Definition of density matrix

The Mathematica documentation states that the density matrix is constructed from

Subscript[B, \[Rho]]=Flatten[Table[{SphericalHarmonicY[l,m,\[Theta],\[Phi]],SphericalHarmonicY[l,m,\[Theta],\[Phi]]},{m,-l,l}]]

r[\[Theta],\[Phi]]== Subscript[B, \[Rho]]\[Conjugate] \[CenterDot] M \[CenterDot] Subscript[B, \[Rho]]

I tried to define this basis using:

basis3 =With[{l = 3}, Flatten[Table[{SphericalHarmonicY[l, m, \[Theta], \[Phi]], SphericalHarmonicY[l, m, \[Theta], \[Phi]]}, {m, -l, l}]]]

which is exactly as written on the help page for Hydrogen wavefunctions, and then I calculated B* as

basis3conj = Simplify[Conjugate[#], \[Theta] \[Element] Reals && \[Phi] \[Element] Reals] & /@ basis3

I then looked at the real part of the density matrix given for CeRu2Al10 in the help files, using at the real and imaginary parts of the charge density (with some tricks to simplify the expressions):

Chop@Simplify@Chop@ComplexExpand@Re[basis3conj . dm1 . basis3]

Chop@Simplify@Chop@ComplexExpand@Im[basis3conj . dm1 . basis3]

which gives 0 for the imaginary part as I expected. I then tried to plot the real part of the charge density using

SphericalPlot3D[Chop@Simplify@Chop@ComplexExpand@Re[basis3conj . dm1 . basis3], {\[Theta], 0, \[Pi]}, {\[Phi], 0, 2 \[Pi]}, PlotRange -> All, Axes -> False, Boxed -> False, PlotStyle -> Lighter@Gray]

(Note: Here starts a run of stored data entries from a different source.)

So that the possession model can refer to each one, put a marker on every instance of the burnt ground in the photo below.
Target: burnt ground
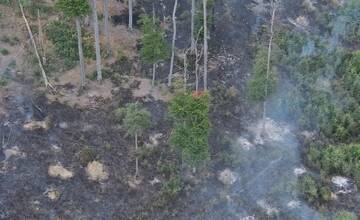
(24, 179)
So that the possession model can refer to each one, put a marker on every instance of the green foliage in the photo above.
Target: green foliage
(345, 215)
(153, 45)
(135, 119)
(86, 155)
(3, 81)
(351, 74)
(258, 84)
(64, 38)
(4, 51)
(199, 19)
(5, 2)
(74, 8)
(192, 126)
(313, 191)
(172, 187)
(343, 159)
(351, 20)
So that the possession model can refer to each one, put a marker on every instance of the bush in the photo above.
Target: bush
(343, 159)
(192, 126)
(345, 215)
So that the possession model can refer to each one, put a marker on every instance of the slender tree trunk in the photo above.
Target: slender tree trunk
(185, 70)
(154, 15)
(205, 44)
(81, 53)
(154, 75)
(41, 39)
(106, 26)
(268, 66)
(97, 41)
(137, 159)
(173, 43)
(196, 70)
(193, 10)
(46, 81)
(130, 15)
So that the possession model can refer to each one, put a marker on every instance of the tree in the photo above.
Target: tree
(205, 44)
(268, 67)
(135, 120)
(43, 74)
(76, 9)
(106, 26)
(153, 44)
(260, 80)
(193, 10)
(130, 14)
(192, 126)
(173, 43)
(97, 41)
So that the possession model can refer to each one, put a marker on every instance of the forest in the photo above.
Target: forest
(180, 109)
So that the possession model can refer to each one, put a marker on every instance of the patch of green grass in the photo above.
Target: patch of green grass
(3, 81)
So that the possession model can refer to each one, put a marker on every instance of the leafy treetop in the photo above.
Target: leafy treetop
(74, 8)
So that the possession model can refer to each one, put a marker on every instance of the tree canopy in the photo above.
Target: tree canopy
(74, 8)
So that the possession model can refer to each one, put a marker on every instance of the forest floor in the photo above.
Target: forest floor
(50, 140)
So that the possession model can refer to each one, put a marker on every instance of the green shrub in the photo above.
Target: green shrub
(342, 159)
(3, 81)
(345, 215)
(192, 126)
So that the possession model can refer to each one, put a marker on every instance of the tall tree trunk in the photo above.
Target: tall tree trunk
(97, 41)
(130, 14)
(154, 15)
(41, 38)
(106, 25)
(205, 44)
(81, 53)
(43, 74)
(154, 73)
(193, 10)
(268, 65)
(173, 44)
(185, 70)
(136, 159)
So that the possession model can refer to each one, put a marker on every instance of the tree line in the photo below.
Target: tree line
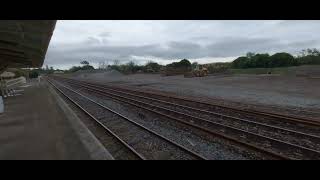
(282, 59)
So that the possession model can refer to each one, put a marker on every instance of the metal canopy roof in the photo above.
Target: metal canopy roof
(24, 43)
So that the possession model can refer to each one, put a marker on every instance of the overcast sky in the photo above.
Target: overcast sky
(167, 41)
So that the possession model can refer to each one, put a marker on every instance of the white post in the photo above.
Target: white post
(1, 105)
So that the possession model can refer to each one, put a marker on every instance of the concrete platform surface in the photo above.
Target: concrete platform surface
(34, 126)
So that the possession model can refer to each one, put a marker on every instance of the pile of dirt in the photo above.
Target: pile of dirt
(98, 75)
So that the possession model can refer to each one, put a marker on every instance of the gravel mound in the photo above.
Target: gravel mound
(97, 74)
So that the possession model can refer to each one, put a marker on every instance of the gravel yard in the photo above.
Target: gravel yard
(269, 90)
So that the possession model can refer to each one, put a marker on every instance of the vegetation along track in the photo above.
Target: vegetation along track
(260, 136)
(139, 141)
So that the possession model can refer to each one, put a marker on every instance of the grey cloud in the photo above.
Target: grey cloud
(92, 40)
(225, 47)
(105, 34)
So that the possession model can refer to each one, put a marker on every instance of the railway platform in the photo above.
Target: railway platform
(38, 125)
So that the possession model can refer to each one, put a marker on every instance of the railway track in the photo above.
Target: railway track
(138, 141)
(270, 145)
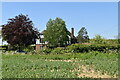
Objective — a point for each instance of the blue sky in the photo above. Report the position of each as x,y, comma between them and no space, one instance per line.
97,17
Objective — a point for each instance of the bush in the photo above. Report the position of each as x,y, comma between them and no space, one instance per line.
58,51
44,51
77,48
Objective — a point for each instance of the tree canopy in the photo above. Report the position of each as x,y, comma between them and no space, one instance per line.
56,33
82,35
19,31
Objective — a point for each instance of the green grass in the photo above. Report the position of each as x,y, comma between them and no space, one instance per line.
41,66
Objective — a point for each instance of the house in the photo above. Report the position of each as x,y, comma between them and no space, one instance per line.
43,44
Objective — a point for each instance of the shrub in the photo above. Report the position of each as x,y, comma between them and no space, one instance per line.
77,48
44,51
58,51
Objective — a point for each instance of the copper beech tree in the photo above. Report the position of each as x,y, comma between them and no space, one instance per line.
19,31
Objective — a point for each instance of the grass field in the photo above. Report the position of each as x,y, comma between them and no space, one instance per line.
79,65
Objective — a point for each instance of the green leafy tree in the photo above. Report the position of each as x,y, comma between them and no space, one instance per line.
19,31
56,33
99,39
82,35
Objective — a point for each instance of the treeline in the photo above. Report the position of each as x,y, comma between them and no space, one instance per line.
20,33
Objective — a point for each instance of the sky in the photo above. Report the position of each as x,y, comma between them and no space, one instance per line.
97,17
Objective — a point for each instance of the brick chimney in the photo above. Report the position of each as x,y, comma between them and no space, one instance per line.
72,32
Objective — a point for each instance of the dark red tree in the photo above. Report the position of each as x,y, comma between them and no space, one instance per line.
19,31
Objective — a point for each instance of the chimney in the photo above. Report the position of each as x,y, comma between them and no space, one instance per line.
72,32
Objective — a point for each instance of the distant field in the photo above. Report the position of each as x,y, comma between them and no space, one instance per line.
79,65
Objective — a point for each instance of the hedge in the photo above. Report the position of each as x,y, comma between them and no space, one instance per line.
76,48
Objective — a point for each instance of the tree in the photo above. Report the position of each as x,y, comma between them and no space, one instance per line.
56,33
19,31
99,39
82,35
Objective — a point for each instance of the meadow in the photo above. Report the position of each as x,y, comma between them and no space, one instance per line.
91,64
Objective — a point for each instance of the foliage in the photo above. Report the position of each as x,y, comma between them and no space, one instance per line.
19,31
29,48
105,41
76,48
56,33
44,51
56,66
98,39
82,35
58,51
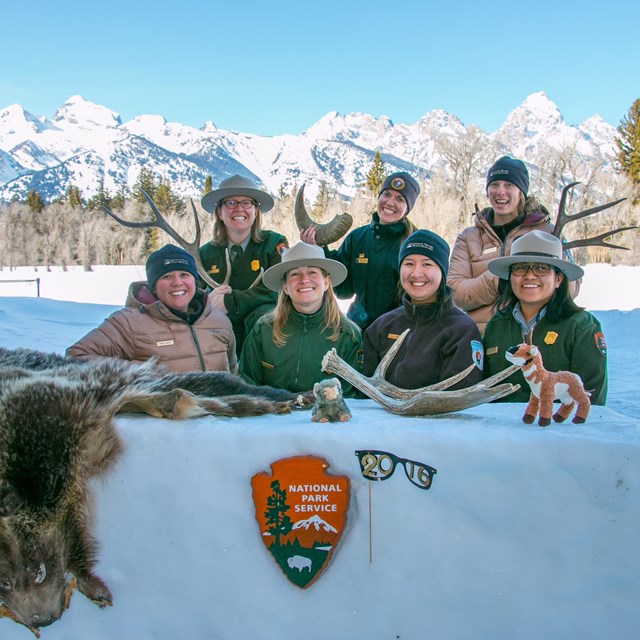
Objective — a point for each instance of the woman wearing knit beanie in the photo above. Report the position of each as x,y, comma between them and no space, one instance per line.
370,253
512,213
443,340
166,317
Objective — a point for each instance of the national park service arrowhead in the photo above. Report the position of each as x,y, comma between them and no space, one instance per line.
302,512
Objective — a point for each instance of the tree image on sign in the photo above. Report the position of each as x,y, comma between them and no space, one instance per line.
278,522
301,512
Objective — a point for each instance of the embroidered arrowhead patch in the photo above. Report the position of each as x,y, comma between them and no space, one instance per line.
301,512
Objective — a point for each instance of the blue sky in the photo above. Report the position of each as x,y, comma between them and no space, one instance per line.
277,67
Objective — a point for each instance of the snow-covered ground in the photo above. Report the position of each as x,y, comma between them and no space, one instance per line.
525,533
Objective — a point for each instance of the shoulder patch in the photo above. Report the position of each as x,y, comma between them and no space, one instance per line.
477,351
600,342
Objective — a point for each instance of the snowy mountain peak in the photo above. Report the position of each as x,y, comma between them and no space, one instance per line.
18,125
208,127
87,145
76,112
535,113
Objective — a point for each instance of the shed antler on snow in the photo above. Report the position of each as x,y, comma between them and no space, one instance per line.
190,247
427,401
596,241
326,233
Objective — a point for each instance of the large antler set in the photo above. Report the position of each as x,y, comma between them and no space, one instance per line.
596,241
427,401
190,247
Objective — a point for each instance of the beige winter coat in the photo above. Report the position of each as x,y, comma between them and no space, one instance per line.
146,328
475,289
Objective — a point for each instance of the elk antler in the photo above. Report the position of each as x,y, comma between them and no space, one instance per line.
427,401
564,218
190,247
325,233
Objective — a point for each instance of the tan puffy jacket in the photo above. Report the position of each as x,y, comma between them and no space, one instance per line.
146,328
475,289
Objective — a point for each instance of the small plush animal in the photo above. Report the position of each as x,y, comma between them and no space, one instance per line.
329,405
547,386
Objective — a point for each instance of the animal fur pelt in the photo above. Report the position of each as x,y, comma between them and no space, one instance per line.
56,433
170,395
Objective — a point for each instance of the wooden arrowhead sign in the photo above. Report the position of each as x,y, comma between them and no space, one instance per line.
302,512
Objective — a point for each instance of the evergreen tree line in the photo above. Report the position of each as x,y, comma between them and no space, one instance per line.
76,231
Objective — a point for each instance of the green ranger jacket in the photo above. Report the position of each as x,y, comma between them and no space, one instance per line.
297,365
244,306
370,254
572,344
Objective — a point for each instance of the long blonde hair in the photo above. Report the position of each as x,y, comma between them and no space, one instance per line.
220,230
333,317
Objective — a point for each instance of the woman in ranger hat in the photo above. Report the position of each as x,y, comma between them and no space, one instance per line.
237,205
370,253
285,347
443,340
536,301
512,213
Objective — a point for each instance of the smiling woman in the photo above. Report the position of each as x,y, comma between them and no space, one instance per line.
442,341
286,347
536,303
166,317
512,213
370,253
237,206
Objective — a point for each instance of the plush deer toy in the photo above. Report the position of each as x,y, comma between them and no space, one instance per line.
547,386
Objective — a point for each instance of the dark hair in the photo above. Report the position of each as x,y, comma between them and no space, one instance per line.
560,306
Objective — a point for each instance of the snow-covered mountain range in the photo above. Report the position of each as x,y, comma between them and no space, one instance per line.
87,145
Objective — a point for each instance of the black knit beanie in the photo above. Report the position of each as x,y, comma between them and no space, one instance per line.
428,244
405,185
510,170
169,258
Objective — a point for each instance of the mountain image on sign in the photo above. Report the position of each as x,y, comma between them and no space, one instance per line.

The result looks similar to the shape given in the help, but not exactly. Moreover, repeating the exercise for the simple p-shell wavefunction in the “Quanty/tutorial/wavefunctions_and_density” page also reflects the orientation around the xy plane compared to the result you show. Some kind of phase problem is appearing in both these cases.

Is there a different definition of the spherical harmonics used inside the DensityMatrixPlot function? Could you otherwise shed some light on how to understand why this problem occurs?